Was it Pork or Pie On The Menu?
Sen. Luther Olsen, Who Puts Pie Before Vets and Corporate Cash Before Poisoned Kids Featured Guest at Breakfast Fundraiser for Senate Republican Campaign Committee
MADISON, Wis. — State Senator Luther Olsen was a featured guest today at a fundraiser to benefit the Committee to Elect a Republican Senate (CERS), a campaign committee overseen by the Senate Republican leader Scott Fitzgerald that makes expenditures on behalf of Republican candidates for the Senate. Olsen has been under scrutiny recently for a number of his choices including giving a major donor to a conservative group a special exemption from legal liability in cases involving children harmed by lead in paint, voting to allow millions of dollars to be raided from state homes for armed services veterans, and attending a baking contest instead of touring the troubled Veterans Home at King.

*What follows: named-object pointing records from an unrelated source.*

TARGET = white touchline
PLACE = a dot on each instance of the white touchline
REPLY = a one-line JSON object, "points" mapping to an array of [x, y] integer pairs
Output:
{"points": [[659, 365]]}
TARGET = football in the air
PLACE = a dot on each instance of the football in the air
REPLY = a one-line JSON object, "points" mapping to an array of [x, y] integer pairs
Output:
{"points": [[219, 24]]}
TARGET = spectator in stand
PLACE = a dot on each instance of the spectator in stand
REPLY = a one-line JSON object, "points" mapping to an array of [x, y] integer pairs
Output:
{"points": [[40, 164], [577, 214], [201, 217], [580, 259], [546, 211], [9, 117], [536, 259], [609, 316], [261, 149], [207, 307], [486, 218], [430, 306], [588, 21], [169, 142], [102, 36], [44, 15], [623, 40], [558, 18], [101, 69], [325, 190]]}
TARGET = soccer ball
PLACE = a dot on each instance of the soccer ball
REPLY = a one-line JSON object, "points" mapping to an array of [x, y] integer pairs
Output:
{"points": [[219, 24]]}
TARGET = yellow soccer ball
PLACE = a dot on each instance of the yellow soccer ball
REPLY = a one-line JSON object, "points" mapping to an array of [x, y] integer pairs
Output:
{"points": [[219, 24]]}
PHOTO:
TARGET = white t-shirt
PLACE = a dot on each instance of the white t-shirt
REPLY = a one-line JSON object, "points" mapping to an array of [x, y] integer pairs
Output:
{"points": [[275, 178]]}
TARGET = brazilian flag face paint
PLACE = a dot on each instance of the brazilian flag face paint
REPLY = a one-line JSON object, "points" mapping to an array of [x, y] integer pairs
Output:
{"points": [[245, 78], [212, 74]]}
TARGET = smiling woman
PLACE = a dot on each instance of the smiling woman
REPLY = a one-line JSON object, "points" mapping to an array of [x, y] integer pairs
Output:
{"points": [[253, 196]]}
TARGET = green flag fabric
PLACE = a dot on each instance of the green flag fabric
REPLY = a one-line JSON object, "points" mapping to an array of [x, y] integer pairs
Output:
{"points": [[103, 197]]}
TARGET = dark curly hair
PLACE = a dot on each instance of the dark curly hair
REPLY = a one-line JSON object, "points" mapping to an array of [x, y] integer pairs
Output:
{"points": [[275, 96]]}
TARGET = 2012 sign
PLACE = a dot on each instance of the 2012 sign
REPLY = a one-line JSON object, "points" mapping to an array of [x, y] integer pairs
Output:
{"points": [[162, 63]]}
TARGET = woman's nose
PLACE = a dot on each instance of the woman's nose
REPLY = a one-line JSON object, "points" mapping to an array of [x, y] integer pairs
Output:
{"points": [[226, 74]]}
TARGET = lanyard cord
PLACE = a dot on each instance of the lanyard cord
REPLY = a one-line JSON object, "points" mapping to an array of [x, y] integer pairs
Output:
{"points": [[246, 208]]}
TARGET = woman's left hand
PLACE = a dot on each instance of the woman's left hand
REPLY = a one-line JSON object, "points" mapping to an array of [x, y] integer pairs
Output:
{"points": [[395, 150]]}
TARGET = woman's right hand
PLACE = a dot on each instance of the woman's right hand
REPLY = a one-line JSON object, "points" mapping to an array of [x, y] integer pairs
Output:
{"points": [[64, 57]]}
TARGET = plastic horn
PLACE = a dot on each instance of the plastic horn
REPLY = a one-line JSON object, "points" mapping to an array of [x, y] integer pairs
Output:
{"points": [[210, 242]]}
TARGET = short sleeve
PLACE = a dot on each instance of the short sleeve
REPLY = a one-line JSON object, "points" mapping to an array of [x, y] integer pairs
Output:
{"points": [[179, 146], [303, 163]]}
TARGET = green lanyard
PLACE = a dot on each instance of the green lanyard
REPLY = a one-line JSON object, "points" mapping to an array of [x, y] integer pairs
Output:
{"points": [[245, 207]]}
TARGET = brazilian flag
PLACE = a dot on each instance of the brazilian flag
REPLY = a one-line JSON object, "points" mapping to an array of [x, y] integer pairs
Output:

“Was it pork or was it pie on the menu this morning?” asked One Wisconsin Now Executive Director Scot Ross. “We can only wonder what Sen. Olsen put on his plate at the breakfast fundraiser in a room full of special interests and their checkbooks.”
Documents obtained by prosecutors as part of an investigation of alleged illegal coordination between Gov. Scott Walker’s campaign and outside groups recently made public by the Guardian reveal that Harold Simmons, owner of NL Industries, one of the largest U.S. manufacturers of lead used in paint, donated $750,000 to the Wisconsin Club for Growth. That group spent heavily in the 2011 recall elections of key Republican senators, including Luther Olsen, and, based on meeting agendas, worked with representatives of Sen. Fitzgerald and CERS discussing strategy and the status of Senate campaigns.
Olsen subsequently voted as members of the Joint Committee on Finance to insert a last second provision into the 2013 state budget that granted Simmons’ corporation retroactive immunity from legal liability for the poisoning of Wisconsin children with lead produced by his company and used in paint. The motion was the final “999 motion” of the 2013 budget deliberations (see 6b).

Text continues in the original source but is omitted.